Axis 2: New TIP60/ANXA1/MCT targets

This prospective component includes fundamental research related to the aggressiveness of cancers and targets previously described. Studies of gene regulation are thus underway, highlighting certain key proteins in the different breast cancer subtypes, particularly triple negative breast cancer (TNBC) (Karshhi-Ceppioglu et al , 2017 ; Kaldoun et al , 2017). Annexin A1 (ANXA1), a protein known for its anti-inflammatory properties, is thus associated with the aggressiveness of various cancers including melanoma (Boudhraa et al, 2016a 2016b). MCT-type lactate transporters are a new target of interest in various cancer pathologies including TNBC. The aim of our project is to evaluate the relevance of radiolabelled small molecules with very good affinity and specificity for MCT1 and/or MCT4 transporters as SPECT or PET markers for prognosis. Our hypothesis is to focus on coumarins containing monocarboxylates that have recently demonstrated inhibitory effects of MCTs on lactate transport and metabolic shift in the cancer cell.

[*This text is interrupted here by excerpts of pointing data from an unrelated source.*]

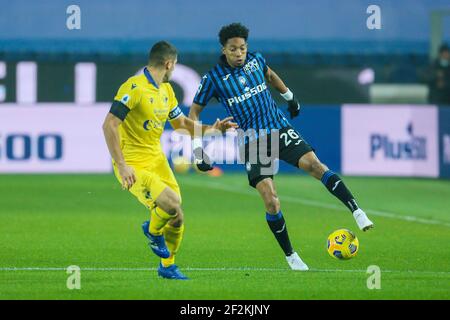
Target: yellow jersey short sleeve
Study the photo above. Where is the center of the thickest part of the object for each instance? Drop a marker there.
(174, 110)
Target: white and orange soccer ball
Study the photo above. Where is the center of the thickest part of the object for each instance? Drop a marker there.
(342, 244)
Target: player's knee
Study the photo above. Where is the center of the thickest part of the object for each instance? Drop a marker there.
(272, 204)
(317, 168)
(174, 205)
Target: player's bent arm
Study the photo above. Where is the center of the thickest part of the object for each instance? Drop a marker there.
(275, 81)
(112, 138)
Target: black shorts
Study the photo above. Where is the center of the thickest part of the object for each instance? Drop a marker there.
(260, 155)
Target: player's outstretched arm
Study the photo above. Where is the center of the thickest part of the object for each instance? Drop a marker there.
(196, 129)
(111, 133)
(275, 81)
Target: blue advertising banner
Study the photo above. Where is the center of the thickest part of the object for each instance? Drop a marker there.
(319, 125)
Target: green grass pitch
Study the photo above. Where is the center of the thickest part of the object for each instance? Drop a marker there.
(49, 222)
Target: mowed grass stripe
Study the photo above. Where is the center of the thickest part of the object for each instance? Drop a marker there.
(314, 203)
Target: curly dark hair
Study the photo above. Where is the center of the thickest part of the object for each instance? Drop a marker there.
(232, 31)
(160, 52)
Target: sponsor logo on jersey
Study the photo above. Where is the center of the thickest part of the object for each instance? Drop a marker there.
(413, 148)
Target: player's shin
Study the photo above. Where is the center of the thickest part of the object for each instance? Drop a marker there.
(278, 227)
(173, 236)
(158, 220)
(337, 187)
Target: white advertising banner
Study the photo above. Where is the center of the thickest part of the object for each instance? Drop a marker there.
(390, 140)
(53, 137)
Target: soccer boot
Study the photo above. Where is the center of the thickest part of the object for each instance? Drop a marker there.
(156, 243)
(296, 263)
(361, 219)
(171, 272)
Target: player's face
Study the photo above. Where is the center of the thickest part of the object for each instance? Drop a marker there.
(170, 66)
(235, 50)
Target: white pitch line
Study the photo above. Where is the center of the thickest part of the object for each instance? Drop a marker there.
(318, 204)
(219, 269)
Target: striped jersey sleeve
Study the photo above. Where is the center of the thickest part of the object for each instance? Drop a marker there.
(262, 62)
(205, 91)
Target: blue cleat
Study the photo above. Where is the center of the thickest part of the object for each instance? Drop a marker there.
(157, 243)
(171, 272)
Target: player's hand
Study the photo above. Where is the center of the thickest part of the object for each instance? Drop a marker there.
(128, 177)
(293, 107)
(224, 125)
(202, 161)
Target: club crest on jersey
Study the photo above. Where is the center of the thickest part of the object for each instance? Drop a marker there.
(125, 99)
(251, 66)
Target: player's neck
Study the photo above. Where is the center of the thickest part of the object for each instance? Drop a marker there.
(157, 74)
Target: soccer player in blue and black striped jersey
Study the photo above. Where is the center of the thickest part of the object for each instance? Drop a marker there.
(240, 82)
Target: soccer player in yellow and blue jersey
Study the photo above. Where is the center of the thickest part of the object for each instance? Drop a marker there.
(132, 130)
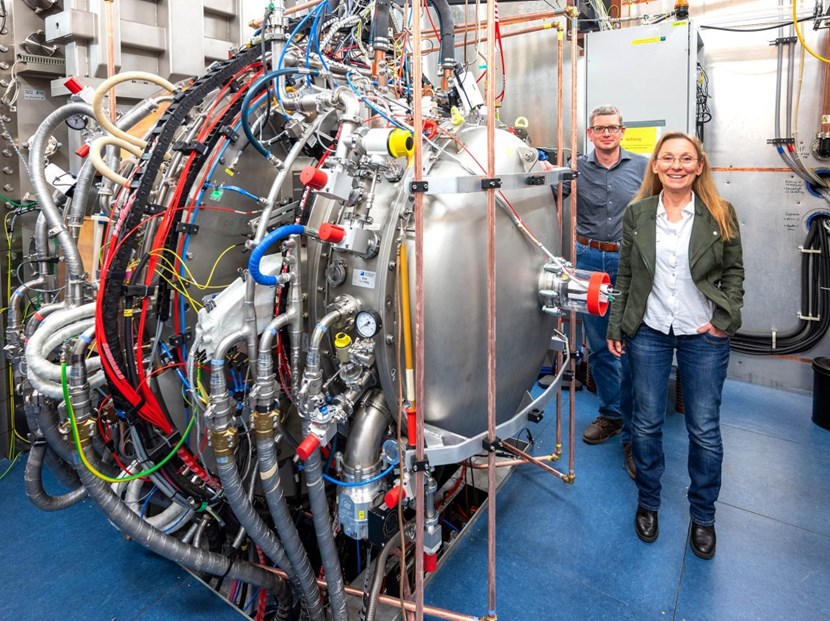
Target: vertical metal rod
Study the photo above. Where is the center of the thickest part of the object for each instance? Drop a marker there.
(560, 162)
(417, 162)
(110, 30)
(491, 308)
(572, 398)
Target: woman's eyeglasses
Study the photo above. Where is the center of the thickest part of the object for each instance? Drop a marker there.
(669, 160)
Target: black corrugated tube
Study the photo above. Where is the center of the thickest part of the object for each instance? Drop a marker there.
(815, 300)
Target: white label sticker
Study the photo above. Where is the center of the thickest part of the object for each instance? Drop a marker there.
(34, 94)
(363, 278)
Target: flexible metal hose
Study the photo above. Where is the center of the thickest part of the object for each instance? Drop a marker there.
(33, 482)
(325, 539)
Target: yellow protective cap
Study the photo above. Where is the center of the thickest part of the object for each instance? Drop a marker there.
(342, 340)
(400, 143)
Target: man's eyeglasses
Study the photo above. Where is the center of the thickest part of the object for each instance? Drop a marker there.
(685, 160)
(611, 129)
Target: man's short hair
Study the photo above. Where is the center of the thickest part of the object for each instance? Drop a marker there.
(605, 110)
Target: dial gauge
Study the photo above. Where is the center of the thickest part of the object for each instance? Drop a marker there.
(367, 323)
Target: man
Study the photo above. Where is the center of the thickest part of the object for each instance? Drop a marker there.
(609, 177)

Axis 3: New strategies of radiolabeling and molecular or cellular targeting

Among the antibody pre-targeting strategies for radioimmunotherapy (RIT), we are developing bioorthogonal chemistry approaches. We have chosen the use the inverse electron demand of Diels-Alder cycloaddition between trans-cyclooctene (TCO) and tetrazine (Tz) fragments. The proof of concept was demonstrated in preclinical models of peritoneal carcinoma (Rondon et al, 2017). Our projects also focus on probe optimization using a multifunctional dendrimer. These probes will also be associated with fluorescent and/or radiosensitizing nanoparticles as part of the EBRT approach. Nanoparticles are also proposed for intraoperative monitoring of prostate cancer.